For Mancini, whose design record includes the much less attractive Armory Loft Apartments at Broad and Wharton, having a developer willing to splurge made all the difference. It was Ostroff and Murray who first suggested that Mancini and his partner, Agata Reister, take their cues from early 20th century warehouses.

Rather than use a typical, dark red Philadelphia brick, they went with a lighter, tumbled Charlton Rose, so the apartment building wouldn’t overwhelm its rowhouse neighbors. A classicist at heart, Mancini marked the building’s base and the crowning entablature with limestone-colored coursing. And unlike many new apartment buildings, three sides are faced with brick. A steel canopy adds a slightly modern touch.

The design recently caught the eye of a short-term residency hotel called Domio. It has offered to lease the entire building from the developers. But for that to happen, he would need to obtain yet-another zoning variance. In this case, a hotel would defeat the effort to diversify Passyunk Square’s housing stock by adding rental apartments.

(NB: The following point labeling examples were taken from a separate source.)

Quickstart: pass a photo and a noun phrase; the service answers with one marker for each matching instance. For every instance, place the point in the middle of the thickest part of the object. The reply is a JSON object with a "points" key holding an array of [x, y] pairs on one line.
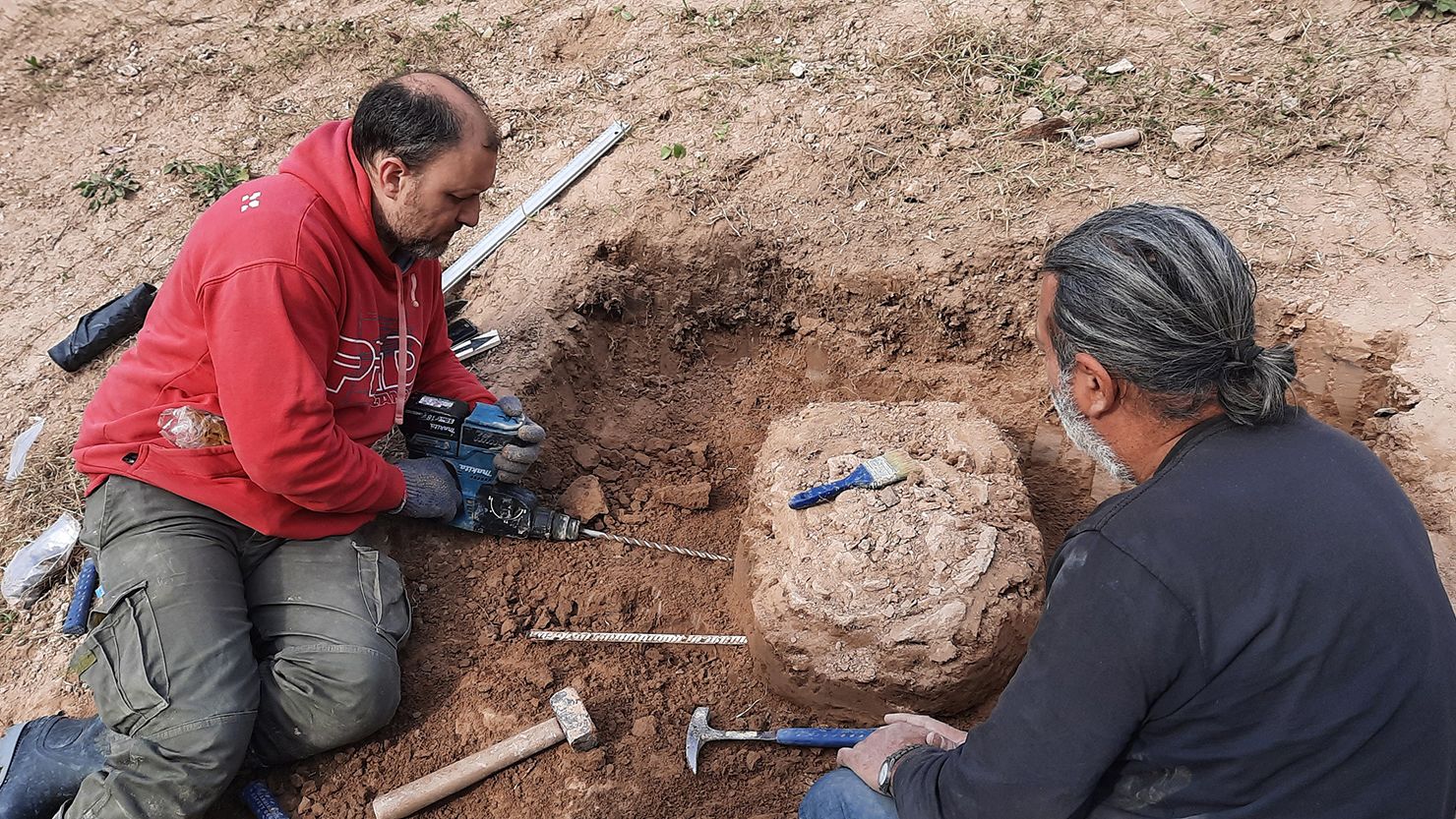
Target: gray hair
{"points": [[1162, 299]]}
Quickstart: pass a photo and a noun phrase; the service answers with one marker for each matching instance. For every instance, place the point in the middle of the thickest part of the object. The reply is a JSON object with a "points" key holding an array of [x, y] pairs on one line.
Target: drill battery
{"points": [[469, 439]]}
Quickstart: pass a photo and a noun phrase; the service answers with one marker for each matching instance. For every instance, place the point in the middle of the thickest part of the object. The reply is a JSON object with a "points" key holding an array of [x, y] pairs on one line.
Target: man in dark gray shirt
{"points": [[1256, 630]]}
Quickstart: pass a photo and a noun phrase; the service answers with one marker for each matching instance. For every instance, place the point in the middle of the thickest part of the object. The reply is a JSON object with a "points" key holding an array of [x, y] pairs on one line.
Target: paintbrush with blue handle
{"points": [[876, 473]]}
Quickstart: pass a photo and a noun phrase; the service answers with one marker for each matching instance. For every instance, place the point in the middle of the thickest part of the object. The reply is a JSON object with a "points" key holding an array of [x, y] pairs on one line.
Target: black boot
{"points": [[44, 761]]}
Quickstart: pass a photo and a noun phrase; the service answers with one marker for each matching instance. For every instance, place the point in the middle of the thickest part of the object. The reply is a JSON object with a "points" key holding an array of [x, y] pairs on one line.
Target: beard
{"points": [[409, 239], [1082, 436]]}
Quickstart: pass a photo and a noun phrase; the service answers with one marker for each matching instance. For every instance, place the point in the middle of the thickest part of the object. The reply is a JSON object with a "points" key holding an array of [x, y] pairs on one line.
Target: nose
{"points": [[470, 212]]}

After the success of Landmark’s design, Philly Living is also proposing a larger version for 24th and Washington, where he controls the better part of a city block. Not only would it have 80 units — a mix of apartments, duplexes and townhouses — the facade along Washington Avenue would span most of the block.

Except for a few small changes, like larger windows and terraces, the proposed apartment house is essentially a stretched-out version of the Exile Building. Landmark changed the placement of piers to vary the rhythm and break up the long expanse, but more study is needed. Same for the vaguely New Orleans-style terrace railings and the driveway entrance off Washington Avenue. Yet, even with these flaws, the brick building is still much preferable to the metal clad Lincoln Square at Broad and Washington.

Landmark’s warehouse aesthetic has worked in these two projects because it is so much like the Philadelphia vernacular. The attention to craft and the brick flourishes are the city’s hallmark. You wouldn’t want to see it repeated everywhere. But you could do much worse. Let’s see what Mancini’s father says.